Но шутка Глумова даже улыбки не вызвала на мое лицо. Я человек аккуратный и счет деньгам знаю. Сверх того, я понимаю (очень многие этого не понимают, а женщины — сплошь и рядом), что если у меня нет в кармане расходных денег, то мне, пожалуй, и обедать не дадут. Так что, ежели я, проснувшись утром, замечаю исчезновение дроби, которую я накануне вечером считал законом предоставленною мне собственностью, то это меня огорчает. А тут, представьте себе, не дроби, а прямо целые числа пропадают, обращаются в нули — каково же должно быть мое огорчение! Да, вдобавок еще, начнешь жаловаться, вопиять — а тебе в упор плоские шутки отпускают, говорят, что Сидор Кондратьич здесь ни при чем! Ведь покуда я был уверен, что третьеводнишние мои деньги именно Сидор Кондратьич украл, — все-таки как-то легче мне было! Думалось: можно будет и поприжать молодца! посидит с месяц в Тарасовке (я уж в общую складчину и на кормовые пожертвовал) — смотришь, ан копеечек по десяти и выдавит из себя! А еще с месяц посидит — и еще по десяти копеечек выдавит! Помаленьку да полегоньку, да с божьею помощью, в одном месте давнут, в другом диагностику сделают — гляди, полтина-то и набежала! Полтина… ведь это почти что куш! Полтина… гм… однако ж, только полтина! а другая-то полтина куда же девалась?
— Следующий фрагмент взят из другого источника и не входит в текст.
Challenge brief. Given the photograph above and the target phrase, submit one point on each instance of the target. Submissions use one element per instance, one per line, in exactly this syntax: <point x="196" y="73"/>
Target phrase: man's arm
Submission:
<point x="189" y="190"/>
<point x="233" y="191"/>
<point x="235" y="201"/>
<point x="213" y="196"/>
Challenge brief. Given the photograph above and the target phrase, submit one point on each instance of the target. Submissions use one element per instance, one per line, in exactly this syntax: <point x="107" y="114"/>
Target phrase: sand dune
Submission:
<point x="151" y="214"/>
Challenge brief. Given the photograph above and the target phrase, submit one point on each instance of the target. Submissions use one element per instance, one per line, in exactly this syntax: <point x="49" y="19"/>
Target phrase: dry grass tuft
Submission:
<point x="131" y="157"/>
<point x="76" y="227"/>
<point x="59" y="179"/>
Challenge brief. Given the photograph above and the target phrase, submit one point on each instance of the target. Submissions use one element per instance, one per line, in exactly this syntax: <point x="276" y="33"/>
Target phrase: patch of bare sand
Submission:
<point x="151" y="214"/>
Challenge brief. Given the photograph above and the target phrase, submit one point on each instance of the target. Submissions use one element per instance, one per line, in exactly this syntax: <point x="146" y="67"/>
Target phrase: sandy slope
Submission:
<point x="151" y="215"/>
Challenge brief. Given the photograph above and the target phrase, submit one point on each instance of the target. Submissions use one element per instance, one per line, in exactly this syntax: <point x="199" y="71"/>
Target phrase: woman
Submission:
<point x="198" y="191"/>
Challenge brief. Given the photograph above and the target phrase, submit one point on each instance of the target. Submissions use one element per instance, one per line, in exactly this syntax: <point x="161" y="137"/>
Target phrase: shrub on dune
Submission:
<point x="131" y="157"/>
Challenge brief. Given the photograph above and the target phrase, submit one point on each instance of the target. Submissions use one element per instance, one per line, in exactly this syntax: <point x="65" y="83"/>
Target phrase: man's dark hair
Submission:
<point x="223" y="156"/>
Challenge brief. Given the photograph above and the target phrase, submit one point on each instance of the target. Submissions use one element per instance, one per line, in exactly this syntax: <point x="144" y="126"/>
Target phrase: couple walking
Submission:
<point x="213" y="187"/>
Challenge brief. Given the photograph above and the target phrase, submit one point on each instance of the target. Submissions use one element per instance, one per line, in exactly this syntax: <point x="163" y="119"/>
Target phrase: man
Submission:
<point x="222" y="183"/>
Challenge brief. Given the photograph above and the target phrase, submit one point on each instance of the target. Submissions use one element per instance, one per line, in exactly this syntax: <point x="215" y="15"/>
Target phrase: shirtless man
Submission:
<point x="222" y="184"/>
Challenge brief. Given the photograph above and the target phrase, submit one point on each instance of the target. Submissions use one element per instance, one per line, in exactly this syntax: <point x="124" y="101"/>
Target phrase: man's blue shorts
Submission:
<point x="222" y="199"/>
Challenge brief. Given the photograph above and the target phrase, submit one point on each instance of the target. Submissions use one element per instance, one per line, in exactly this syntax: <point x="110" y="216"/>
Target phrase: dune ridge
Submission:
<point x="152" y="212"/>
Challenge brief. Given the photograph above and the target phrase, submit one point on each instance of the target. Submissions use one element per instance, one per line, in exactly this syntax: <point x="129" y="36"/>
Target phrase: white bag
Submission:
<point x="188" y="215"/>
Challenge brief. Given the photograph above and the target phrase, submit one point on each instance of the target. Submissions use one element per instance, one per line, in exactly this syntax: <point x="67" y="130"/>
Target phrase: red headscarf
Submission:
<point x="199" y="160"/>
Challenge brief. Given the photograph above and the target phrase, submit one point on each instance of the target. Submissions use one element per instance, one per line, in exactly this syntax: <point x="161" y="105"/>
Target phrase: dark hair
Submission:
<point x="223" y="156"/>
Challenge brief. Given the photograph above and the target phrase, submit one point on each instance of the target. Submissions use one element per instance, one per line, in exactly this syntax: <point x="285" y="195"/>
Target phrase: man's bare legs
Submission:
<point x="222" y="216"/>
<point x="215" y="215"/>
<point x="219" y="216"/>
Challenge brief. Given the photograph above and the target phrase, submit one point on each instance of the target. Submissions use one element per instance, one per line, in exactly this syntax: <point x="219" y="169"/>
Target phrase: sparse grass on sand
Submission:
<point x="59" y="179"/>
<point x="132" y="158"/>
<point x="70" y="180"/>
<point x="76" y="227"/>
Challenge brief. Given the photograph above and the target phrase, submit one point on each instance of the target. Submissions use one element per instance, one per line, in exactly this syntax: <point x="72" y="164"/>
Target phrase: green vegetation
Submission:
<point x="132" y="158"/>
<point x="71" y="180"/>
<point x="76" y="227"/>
Должно быть, много скорби вылилось на моем лице под влиянием этих дум (в особенности же последней), потому что даже черствое сердце Глумова тронулось моим горем.
— Копил, чай? — сказал он голосом, полным участия.
— Как же, братец! Жена, дети… предусматривал тоже… черт знает что такое! Теперь пристают: вот, папаша, всегда вы так делаете! А прежде приставали: папаша! да отчего же вы Сидору Кондратьичу ваших денег не отдадите? ведь он на текущий счет из восьми процентов берет!
— Да, друг, понимаю я это: тяжко! Давеча утром, ни свет ни заря, ко мне совсем неизвестный генерал прибежал; я еще спал, так разбудить велел. Выхожу: что вашему превосходительству угодно? спрашиваю. — Помилуйте! говорит, дедушка мой копил, батюшка-покойник копил, я сам… да-с, сам-с! копил-с! И вдруг какой-то проходимец в одну минуту все это в трубу выпустил! И весь, знаешь, трясется, брыжжет, руками машет: до государя, говорит, дойду! — Жаль, говорю, что ваше превосходительство так, в один миг… да я-то тут при чем? — А вы, говорит, тоже в числе кредиторов значитесь, так не угодно ли на кормовые пожертвовать, чтоб ему, негодяю, впредь неповадно было?